Пальцы Высоковцева забрались под маску и сдернули ее. Слипшиеся волосы в свете прожектора сахарно лоснились.
Задержав дыхание, сдернул маску и Конобеев.
Они смотрели друг на друга, казалось, бесконечно долго, удивляясь и не веря тому, что все позади, точно так же, как вглядывались в лица уцелевших после канонад и бомбардировок, пытаясь угадать, что помогло им самим и тем, кого они видят перед собой.
– Кончено, – сказал Высоковцев. – Кончено, кажется.
В ответ Конобеев беззвучно заплакал.
– Ну-ну, – одними губами выговаривал ему Высоковцев. Ему казалось, что над обезображенным полем расходятся круги ужаса, уступая место чему-то звенящему, как ангельский хор над летним полем.
Вместо размышлений он автоматически поправил планшет, кобуру, подтянул складки шинели и, надвинув фуражку с овальной трехцветной кокардой, пошел докладывать о потерях.
Ватага текла быстро.
Перебежками подвигались сполошные, несшие наскоро укрепленные рогатками вилы, за ними ехали обозные хабарщики, а по краям потока гарцевали те, кто имел под собой лошадей, оглядываясь на атамана, курившего длинную трубку с серебряным мундштуком, которым этот душегуб выдавил человеку оба глаза.
Атаман шел, задумавшись, люди его молчали, зная неумолимый закон русской жизни: три года недорода, на четвертый пагуба. Трех лет всегда доставало, чтобы снести с гиблых мест всех изверившихся, не имевших ни горсти муки на завтрашний прокорм, ни защиты от оброчных солдат. Три заповедных года заправляли душами владетельнее боярской воли.
К вечерней заре усталость одолела молчаливую орду, стали потягиваться на ветру и заворачивать к ближним лескам споро бежавшие еще с час назад. Утомившиеся от волчьей рыси, сбивались вместе и стояли, переминаясь.
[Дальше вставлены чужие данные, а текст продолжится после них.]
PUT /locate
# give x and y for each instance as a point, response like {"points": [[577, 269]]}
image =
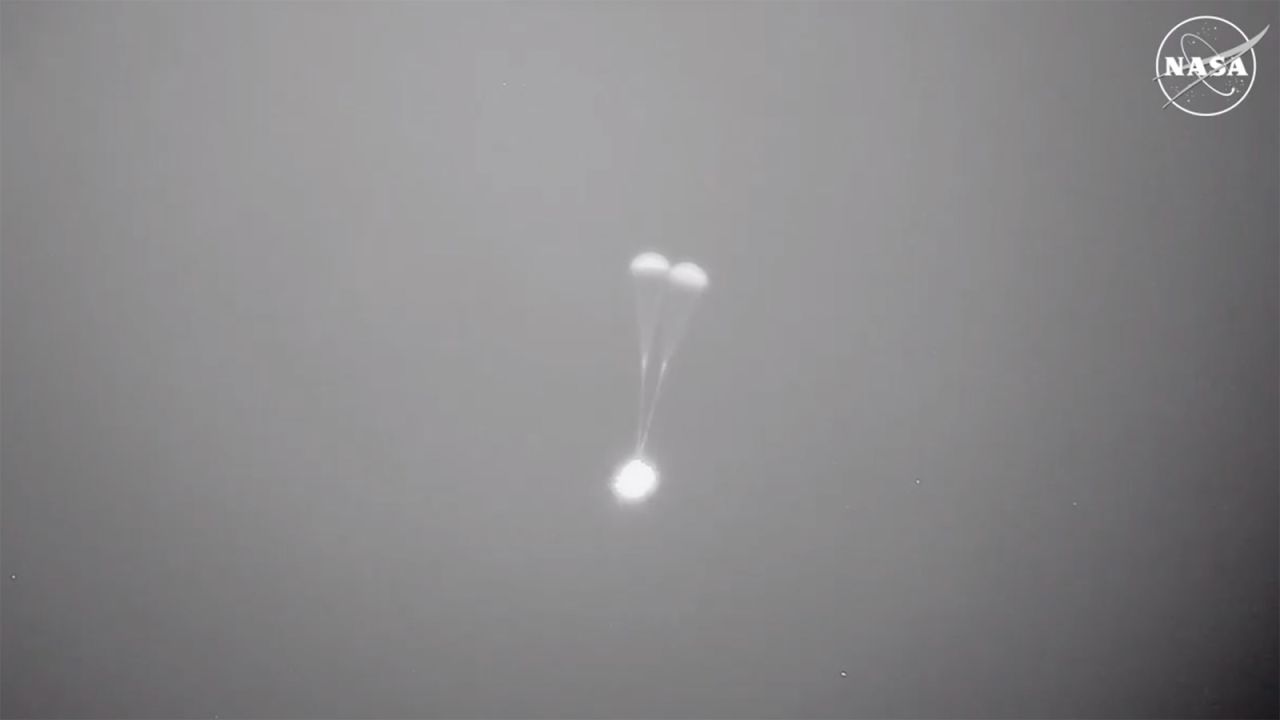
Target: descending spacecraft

– Куды дале? – окликнул атамана подлетевший сзади Крутька. Конь его вился, меча еще отблески давешнего пожара, с нестертыми полосами сажи по бокам, оседланный широкой уральской шалью.
Тот, зыркнув на закатывающееся солнце, указал на гребень высокого холма, вздымавшегося над скучной равниной.
Ушкуйники уже разжигали костер, бежали с чанами к подгорошному ручью, когда послышался свист. Атаман свистнул в ответ и кинулся на спину коню, которого вели за ним. Взъехав на холм, вгляделся в подмигивающую торфяную мглу. Что-то наступало оттуда, небыстрым походным маршем, огромное, дышавшее устало и выпустошенно. Атаман присмотрелся к серой ленте, понемногу вволакивающейся в лощину. Присные его наехали с обеих сторон, следя за кандальниками.
Их было много, идущих широкой колонной по пять голов в ряду, в одинаковых робах до колен, подвязанных кто чем, больше бечевками, в разбитых дорогой опорках, некоторые в колодках.